Dans le but de chercher une vie plus propice ailleurs et n’ayant plus de famille, un ami venant d’Algerie m’a proposé de voyager.

C’est en mars 2008 que nous avons pris la route passant par le Nigeria, Bénin, Bamako, Gao, puis l’Algerie, où j’ai passé 4 ans. Lors de mon sejour en Algerie j’ai sillonné plusieurs villes. Entre autres : Tamanrasset, Anaba, Oran, Bong. J’ai exercé le manoevrage dans plusieurs chantiers. En tant que camerounais il me fallait le passeport et un visa pour l’Algerie. Alors je me suis procuré des papiers maliens, puisqu’une convention entre les deux pays qui rend possible la libre circulation des biens et des personnes. C’est grace à ces papiers que j’ai pu avoir du boulot, ce qui m’a permis d’épargner une somme de 1.800.000 CFA. C’est avec cela que j’ai décidé de rentrer chez moi.

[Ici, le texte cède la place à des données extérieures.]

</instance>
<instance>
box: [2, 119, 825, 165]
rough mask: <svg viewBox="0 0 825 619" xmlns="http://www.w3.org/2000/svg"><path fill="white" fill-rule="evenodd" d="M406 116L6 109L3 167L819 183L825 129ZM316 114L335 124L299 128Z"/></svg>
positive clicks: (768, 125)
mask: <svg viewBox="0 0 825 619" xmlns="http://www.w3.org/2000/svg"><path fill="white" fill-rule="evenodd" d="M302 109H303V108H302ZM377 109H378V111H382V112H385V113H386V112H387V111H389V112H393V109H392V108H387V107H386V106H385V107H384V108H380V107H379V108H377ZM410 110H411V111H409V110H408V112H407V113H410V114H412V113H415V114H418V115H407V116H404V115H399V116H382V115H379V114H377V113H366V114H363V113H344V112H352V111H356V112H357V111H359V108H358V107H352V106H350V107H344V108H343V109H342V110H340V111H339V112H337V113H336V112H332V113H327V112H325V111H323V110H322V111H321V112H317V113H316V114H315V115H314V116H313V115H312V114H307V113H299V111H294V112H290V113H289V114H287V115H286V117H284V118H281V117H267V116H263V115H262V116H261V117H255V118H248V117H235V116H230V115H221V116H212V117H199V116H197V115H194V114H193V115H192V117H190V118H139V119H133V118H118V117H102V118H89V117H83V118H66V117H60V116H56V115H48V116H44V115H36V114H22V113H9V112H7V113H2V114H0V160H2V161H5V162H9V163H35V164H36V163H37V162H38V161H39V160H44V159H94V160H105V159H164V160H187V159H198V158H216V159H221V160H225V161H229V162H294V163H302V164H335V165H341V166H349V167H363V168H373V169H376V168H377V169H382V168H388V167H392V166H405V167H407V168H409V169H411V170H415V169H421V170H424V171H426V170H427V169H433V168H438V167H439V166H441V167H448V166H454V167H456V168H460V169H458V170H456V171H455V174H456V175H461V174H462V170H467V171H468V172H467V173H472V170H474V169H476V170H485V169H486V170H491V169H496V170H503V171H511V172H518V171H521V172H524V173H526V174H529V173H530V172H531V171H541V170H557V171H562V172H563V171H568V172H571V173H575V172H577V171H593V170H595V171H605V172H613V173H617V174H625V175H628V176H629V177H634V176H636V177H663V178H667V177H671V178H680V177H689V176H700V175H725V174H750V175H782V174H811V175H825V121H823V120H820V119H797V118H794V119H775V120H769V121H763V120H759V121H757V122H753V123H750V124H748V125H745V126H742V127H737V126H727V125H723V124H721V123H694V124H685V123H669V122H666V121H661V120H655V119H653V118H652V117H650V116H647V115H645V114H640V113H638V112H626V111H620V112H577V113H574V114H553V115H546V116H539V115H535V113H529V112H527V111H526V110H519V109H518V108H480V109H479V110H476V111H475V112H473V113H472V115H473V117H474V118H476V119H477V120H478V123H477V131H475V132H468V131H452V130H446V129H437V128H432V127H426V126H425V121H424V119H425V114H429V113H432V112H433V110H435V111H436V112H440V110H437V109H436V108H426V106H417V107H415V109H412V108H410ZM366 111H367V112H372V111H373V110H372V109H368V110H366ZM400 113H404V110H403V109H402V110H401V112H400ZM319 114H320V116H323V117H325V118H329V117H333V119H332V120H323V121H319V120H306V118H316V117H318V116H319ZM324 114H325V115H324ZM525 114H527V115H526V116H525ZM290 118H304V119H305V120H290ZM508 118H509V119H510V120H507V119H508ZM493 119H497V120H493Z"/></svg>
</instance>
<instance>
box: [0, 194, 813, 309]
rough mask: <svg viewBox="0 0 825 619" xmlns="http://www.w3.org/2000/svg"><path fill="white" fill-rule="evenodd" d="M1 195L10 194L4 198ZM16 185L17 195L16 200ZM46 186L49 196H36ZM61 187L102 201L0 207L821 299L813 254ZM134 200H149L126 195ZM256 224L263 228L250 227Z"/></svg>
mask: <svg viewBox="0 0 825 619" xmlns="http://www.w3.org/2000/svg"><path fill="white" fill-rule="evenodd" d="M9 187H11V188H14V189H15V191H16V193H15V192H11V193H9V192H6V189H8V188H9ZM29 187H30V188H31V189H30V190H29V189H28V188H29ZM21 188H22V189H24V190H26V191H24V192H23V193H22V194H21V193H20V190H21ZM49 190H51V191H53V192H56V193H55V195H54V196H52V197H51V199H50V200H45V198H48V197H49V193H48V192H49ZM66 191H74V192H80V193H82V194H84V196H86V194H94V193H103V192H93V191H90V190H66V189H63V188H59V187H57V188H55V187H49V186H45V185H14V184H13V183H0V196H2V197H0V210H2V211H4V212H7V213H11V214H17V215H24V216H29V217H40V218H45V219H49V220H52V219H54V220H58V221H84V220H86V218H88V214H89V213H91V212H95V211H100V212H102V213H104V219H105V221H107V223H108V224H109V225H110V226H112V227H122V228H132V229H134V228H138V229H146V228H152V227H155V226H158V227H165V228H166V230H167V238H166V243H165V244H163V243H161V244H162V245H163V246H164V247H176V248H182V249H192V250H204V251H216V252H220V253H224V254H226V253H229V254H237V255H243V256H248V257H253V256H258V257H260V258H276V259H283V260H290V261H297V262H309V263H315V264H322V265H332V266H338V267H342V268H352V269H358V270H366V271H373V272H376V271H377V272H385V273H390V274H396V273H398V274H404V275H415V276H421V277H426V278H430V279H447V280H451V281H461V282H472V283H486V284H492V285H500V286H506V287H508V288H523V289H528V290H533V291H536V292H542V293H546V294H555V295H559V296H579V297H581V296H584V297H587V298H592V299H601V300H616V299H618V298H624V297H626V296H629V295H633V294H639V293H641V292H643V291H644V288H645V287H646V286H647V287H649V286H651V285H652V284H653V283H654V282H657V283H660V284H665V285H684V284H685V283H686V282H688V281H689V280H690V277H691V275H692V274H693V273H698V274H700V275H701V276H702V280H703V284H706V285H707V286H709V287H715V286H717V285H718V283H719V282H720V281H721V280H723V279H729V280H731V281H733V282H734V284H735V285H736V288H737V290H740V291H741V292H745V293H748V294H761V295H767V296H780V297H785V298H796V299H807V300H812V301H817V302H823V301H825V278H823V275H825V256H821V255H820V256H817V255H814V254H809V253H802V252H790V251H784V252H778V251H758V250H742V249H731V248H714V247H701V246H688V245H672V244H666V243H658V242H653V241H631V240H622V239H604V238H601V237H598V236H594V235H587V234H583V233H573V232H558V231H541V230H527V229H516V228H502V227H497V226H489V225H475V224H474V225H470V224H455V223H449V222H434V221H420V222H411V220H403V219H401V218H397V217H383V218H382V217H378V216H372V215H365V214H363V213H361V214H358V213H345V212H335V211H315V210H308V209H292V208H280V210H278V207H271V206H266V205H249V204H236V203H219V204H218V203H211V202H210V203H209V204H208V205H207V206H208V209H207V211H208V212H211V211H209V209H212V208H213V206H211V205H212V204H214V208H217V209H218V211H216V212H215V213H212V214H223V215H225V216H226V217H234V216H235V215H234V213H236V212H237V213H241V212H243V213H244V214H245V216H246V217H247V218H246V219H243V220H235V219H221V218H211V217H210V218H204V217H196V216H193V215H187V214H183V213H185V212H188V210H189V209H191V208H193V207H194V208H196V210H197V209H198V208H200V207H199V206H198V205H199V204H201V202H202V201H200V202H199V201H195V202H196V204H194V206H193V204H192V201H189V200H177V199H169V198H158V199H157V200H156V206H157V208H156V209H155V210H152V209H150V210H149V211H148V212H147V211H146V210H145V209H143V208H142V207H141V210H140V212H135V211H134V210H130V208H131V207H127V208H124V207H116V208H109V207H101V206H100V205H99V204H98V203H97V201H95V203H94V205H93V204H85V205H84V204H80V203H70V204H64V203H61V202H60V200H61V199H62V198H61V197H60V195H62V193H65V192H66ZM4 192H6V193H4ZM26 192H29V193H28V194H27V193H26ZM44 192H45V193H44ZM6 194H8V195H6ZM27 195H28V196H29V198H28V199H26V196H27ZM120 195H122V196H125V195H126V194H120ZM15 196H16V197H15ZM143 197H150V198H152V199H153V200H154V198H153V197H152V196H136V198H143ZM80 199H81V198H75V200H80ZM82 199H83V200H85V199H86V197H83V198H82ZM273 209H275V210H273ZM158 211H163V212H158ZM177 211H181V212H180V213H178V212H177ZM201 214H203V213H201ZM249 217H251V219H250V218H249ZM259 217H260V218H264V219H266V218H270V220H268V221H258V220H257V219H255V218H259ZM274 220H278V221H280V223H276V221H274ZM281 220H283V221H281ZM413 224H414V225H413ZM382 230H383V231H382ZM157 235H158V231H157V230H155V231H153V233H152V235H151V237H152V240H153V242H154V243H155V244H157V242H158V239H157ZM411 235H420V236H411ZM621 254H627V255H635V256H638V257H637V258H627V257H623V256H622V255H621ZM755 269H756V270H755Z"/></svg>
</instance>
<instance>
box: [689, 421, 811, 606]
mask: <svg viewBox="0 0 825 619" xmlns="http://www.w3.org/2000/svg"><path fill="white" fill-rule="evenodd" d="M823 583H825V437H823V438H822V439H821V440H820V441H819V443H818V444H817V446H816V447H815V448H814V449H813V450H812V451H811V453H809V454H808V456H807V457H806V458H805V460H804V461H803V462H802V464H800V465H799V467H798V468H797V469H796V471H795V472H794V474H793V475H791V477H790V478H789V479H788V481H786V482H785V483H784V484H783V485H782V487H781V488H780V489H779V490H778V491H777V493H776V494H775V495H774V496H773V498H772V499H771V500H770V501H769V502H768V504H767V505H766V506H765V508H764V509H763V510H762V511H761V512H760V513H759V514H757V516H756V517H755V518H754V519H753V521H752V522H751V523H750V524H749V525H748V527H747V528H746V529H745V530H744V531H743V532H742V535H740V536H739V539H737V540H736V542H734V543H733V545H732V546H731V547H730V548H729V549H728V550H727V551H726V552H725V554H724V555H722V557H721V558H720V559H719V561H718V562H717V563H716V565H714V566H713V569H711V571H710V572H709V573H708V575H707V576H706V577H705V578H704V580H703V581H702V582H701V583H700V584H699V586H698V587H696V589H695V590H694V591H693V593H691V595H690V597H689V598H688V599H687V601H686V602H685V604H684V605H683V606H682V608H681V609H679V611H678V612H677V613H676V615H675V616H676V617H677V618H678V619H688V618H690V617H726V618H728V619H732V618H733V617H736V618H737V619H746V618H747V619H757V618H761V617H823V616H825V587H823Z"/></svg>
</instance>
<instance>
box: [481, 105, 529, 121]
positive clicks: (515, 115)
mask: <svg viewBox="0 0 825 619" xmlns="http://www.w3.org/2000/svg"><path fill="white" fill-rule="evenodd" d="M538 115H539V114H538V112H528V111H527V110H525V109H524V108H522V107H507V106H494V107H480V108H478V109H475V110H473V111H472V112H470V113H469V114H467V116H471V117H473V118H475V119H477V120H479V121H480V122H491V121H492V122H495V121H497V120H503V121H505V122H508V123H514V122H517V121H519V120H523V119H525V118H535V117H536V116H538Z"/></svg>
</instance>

Mais malheureusement à l’entrée de la ville de Gao nous avons été dépouillés par des rebelles Tuaregs. Une fois à Gao je me suis rendu à la maison du migrant qui m’a aidé à venir à Niamey.

Dieu merci je suis en vie malgré la perte de tout ce que j’avais économisé pendant 4 ans de pénible travail. Je rentre bredouille dans l’espoir de refaire ma vie ailleurs. Je ne fais que remercier tous ceux qui m’ont aidé et que le bon Dieu guide nos pas vers un chemin plus prospère.

Sylviane, 32 ans

Après avoir arreté les études je me suis lancée dans la coiffure. Une copine venant d’Algerie m’a convaincue de partir en Afrique Blanche qui est un “Eldorado”. Dans ma naïveté je l’ai suivie.

Nous avons fait le chemin du Nigeria, du Bénin, Bamako puis Gao. Une fois à Gao je me suis rendue chez une sœur qui avait un bar restaurant le temps de planifier mon voyage. C’est alors que les rebelles s’emparent de la ville, voulant me violer. J’ai pu me rendre à la “maison du migrant” qui m’a hébergée durant un moment et m’a fait voyager sur Niamey. L’Eglise catholique par les biais du Père Mauro nous a confiés à des institutions qui nous ont pris en charge. D’une part il y a du positif dans mon voyage. J’ai pu connaitre énormément de choses, des personnes, des cultures, mentalités et de l’autre coté il y a l’aspect négatif. Car j’ai perdu du temps inutilement et aussi beaucoup d’argent.

Commentaire de Ibrahima, de la maison du migrant de Gao

A entendre les versions de ces trois migrants nous constatons que deux d’entre eux ne faisaient rien au pays et ils ont décidé de chercher une meilleure vie ailleurs. L’autre a été embobinée par sa copine alors qu’elle avait son salon de coiffure au pays. En plus de cela, ces personnes ont emprunté les mêmes chemins migratoires : Nigeria, Benin, Bamako, Gao...

Aujourd’hui tous rentrent déçus n’ayant rien aquis de matériel. Néanmoins ils ont découvert d’autres pays, cultures et personnes. Il reste à savoir si ses personnes ne vont pas reprendre cette aventure à nouveau.